An equality in matrix theory (also interesting in analysis) Let $M_{n\times n}$ be a real, symmetric matrix and 
$$
S=\left\{ \left(u_{1},\ldots,u_{k}\right)\Bigl|0\leq k\leq n,\left\{ u_{1},\ldots,u_{k}\right\} \textrm{ is an orthonormal subset in } \mathbb{R}^{n}\right\}. 
$$
 Prove that
$$
\sum_{\lambda\textrm{ are positive eigenvalues of }M}\lambda=\max_{S}\left\{ u_{1}Mu_{1}^{T}+\ldots+u_{k}Mu_{k}^{T}\right\} .
$$
A very special case is also interesting: Let $\lambda_{1}$ and $\lambda_{2}$ are positive, prove that 
$$
\lambda_{1}\left(a_{11}^{2}+a_{21}^{2}\right)+\lambda_{2}\left(a_{12}^{2}+a_{22}^{2}\right)\leq\lambda_{1}+\lambda_{2},
$$
where $a_{11}a_{21}+a_{12}a_{22}=0$ and  $a_{11}^{2}+a_{12}^{2}=a_{21}^{2}+a_{22}^{2}=1.$ 
 A: The question in matrix format is to prove that
$$
\sum \lambda_+(M)=\max_{U^TU=I}\operatorname{tr}U^TMU.
$$
The unitary diagonalization $M=Q\Lambda Q^T$ reduces the problem to proving that 
$$
\sum \lambda_+(M)=\max_{U^TU=I}\operatorname{tr}U^T\Lambda U=\max_{U^TU=I}\operatorname{tr}\Lambda UU^T.\tag{*}
$$
As @Tom Chen has answered, building the matrix $U$ of those columns of the identity matrix that correspond to positive $\lambda$'s we can prove that
$$
\sum \lambda_+(M)\le\max_{U^TU=I}\operatorname{tr}U^T\Lambda U.
$$
To prove the opposite we introduce the set of $n\times n$ matrices
$$
{\cal W}=\{W\colon W=W^T,\, 0\le W\le I\}
$$
where the inequalities are understood in the semidefinite sense, i.e. $W$ and $I-W$ are positively semidefinite matrices. Such matrices, in particular, have the diagonal elements being between $0$ and $1$ (as a simple conclusion by definition of positively semidefiniteness).

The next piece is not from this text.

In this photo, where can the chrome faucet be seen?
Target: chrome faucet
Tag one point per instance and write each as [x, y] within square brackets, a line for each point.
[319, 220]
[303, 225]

We have
$$
\operatorname{tr}\Lambda W=\sum_{i=1}^n\lambda_i W_{ii}.
$$
The maximization over ${\cal W}$ is trivial - the best choice is to take $W_{ii}=1$ for a positive $\lambda_i$ and $0$ otherwise for all other $W_{ij}$. Thus,
$$
\max_{W\in{\cal W}}\operatorname{tr}\Lambda W=\sum\lambda_+(M).
$$
Finally, we rewrite the RHS in $(*)$ as
$$
\max_{U^TU=I}\operatorname{tr}\Lambda UU^T
$$
and notice that $W=UU^T\in{\cal W}$ if $U^TU=I$. Indeed, $W=W^T$ and $W\ge 0$ is clear. Furthermore, $U^TU=I$ $\Rightarrow$ $\|U\|=1$ $\Rightarrow$ $\|U^T\|=1$ $\Rightarrow$ $UU^T\le I$ $\Rightarrow$ $I-UU^T\ge 0$. Thus,
$$
\sum\lambda_+(M)=\max_{W\in{\cal W}}\operatorname{tr}\Lambda W\ge \max_{U^TU=I}\operatorname{tr}\Lambda UU^T
$$
Since the maximum over a subset is smaller. It gives the opposite inequality that proves $(*)$.
A: By properties of eigensystems, we have $Mu_i = \lambda_i u_i$ for orthonormal eigenvectors $\{u_1, \cdots, u_n\}$, hence $u_i^\intercal M u_i = \lambda_i$. For any $U \in S_M$, where $S_M \subseteq S$ is the restriction of $S$ to eigenvectors of $M$, we have  $UMU^\intercal$ corresponds to some sum of a subset of eigenvalues of $M$. Clearly the maximum sum is the sum of the positive eigenvalues of $M$, and the conclusion follows.